In adults, the clinical picture of HC most often consists of symptoms of IDA, malaise, increased fatigue. The severity of anemia depends on the severity of damage to the intestinal epithelium. Diarrhea is noted, more often episodic or nocturnal. Most patients have no gastrointestinal symptoms [10]. Perhaps the formation of osteoporosis due to deficiency of vitamin D and calcium, coagulopathy with the development of vitamin K deficiency. The clinical picture may include dermatitis herpetiformis, liver steatosis, infertility and miscarriage, mental and neurological disorders. Latent forms occur 6–7 times more often than with clinical manifestations [11].
Diagnosis is based on the detection of antibodies to gliadin (sensitivity of the method is 75-90%, specificity – 82-95%), endomysium (sensitivity 85-98%, specificity 97-100%), tissue transglutaminase (sensitivity 93%, specificity 99% ). Genetic testing can only exclude Hcy (HLA DQ2/DQ8).
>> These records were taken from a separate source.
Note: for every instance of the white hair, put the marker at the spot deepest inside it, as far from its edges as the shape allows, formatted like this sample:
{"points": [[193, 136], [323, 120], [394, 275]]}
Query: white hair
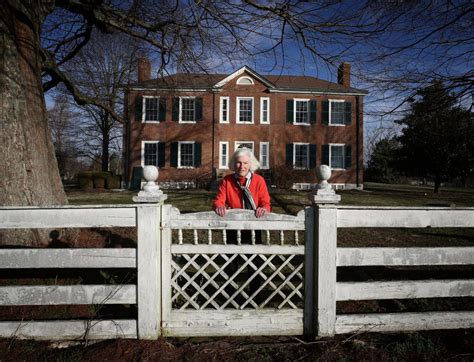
{"points": [[254, 164]]}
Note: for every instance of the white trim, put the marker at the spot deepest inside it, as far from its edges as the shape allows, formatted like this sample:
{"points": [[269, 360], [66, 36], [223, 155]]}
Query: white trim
{"points": [[294, 155], [262, 100], [142, 152], [180, 113], [236, 144], [222, 165], [144, 109], [221, 99], [179, 153], [307, 100], [262, 164], [237, 108], [330, 112]]}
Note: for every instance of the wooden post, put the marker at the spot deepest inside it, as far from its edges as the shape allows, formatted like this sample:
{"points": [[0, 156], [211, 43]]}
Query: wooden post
{"points": [[149, 256]]}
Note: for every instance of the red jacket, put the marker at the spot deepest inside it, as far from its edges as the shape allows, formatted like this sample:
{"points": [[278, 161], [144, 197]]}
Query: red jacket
{"points": [[230, 194]]}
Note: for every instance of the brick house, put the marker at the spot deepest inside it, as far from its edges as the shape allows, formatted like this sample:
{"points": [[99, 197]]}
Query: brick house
{"points": [[190, 124]]}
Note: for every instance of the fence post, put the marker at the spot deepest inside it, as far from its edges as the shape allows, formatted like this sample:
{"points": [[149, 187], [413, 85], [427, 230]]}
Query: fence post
{"points": [[149, 255], [321, 256]]}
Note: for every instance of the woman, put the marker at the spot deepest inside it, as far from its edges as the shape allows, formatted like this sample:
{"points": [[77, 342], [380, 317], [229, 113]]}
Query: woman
{"points": [[244, 189]]}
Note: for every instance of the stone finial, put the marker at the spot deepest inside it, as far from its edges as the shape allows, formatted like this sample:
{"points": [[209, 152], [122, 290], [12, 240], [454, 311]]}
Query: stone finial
{"points": [[324, 193], [151, 191]]}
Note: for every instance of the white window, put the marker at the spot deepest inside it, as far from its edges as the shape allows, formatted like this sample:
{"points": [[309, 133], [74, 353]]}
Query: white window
{"points": [[244, 110], [150, 109], [336, 112], [185, 154], [301, 111], [301, 155], [242, 144], [224, 110], [149, 154], [187, 110], [264, 110], [224, 155], [264, 155], [245, 81]]}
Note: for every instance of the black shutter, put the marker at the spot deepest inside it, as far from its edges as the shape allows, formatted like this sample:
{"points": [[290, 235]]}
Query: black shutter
{"points": [[138, 108], [347, 157], [175, 109], [347, 112], [174, 154], [289, 111], [312, 111], [198, 108], [162, 109], [161, 154], [325, 155], [289, 154], [325, 112], [197, 154], [312, 156]]}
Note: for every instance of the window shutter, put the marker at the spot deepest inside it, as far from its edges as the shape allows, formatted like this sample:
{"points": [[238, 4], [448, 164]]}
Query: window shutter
{"points": [[198, 108], [162, 109], [289, 112], [175, 115], [325, 155], [174, 154], [325, 112], [289, 154], [197, 154], [347, 112], [161, 154], [312, 111], [347, 157], [312, 156], [138, 108]]}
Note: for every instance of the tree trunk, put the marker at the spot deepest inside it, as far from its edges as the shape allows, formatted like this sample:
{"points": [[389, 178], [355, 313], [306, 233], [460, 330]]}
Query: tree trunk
{"points": [[30, 175]]}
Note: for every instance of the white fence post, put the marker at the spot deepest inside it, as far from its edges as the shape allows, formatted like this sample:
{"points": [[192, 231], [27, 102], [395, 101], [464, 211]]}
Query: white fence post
{"points": [[324, 253], [149, 256]]}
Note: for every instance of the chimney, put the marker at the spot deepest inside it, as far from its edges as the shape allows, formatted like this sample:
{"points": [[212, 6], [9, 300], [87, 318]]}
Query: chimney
{"points": [[344, 75], [144, 69]]}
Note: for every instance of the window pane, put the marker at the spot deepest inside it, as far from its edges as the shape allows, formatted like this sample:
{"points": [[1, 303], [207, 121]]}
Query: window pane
{"points": [[301, 112], [186, 154], [151, 154], [151, 109], [301, 156], [337, 112], [337, 156], [245, 107], [187, 110]]}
Duodenal biopsy and morphological examination of the mucosa of the distal part of the duodenum remains the “gold standard” for diagnosing HC [5, 12, 13].
The basis of the treatment of the disease is a gluten-free diet (AD). The most dangerous cereals are wheat, rye, barley. Safe foods include rice, potatoes, soybeans, corn, buckwheat, and millet. The effect of AD is assessed after 1-6 months. Nutrient deficiency is corrected: enzyme preparations, preparations of vitamins A, B, D, E, K, PP, folic acid, iron. However, anemia can gradually disappear only if blood pressure is observed. F. Zamani et al. demonstrated an increase in mean hemoglobin levels from 9.9±1.6 to 12.8±1.0 g/dl (p<0.01) in patients with HC after 6 months of blood pressure compliance without receiving iron supplements [10].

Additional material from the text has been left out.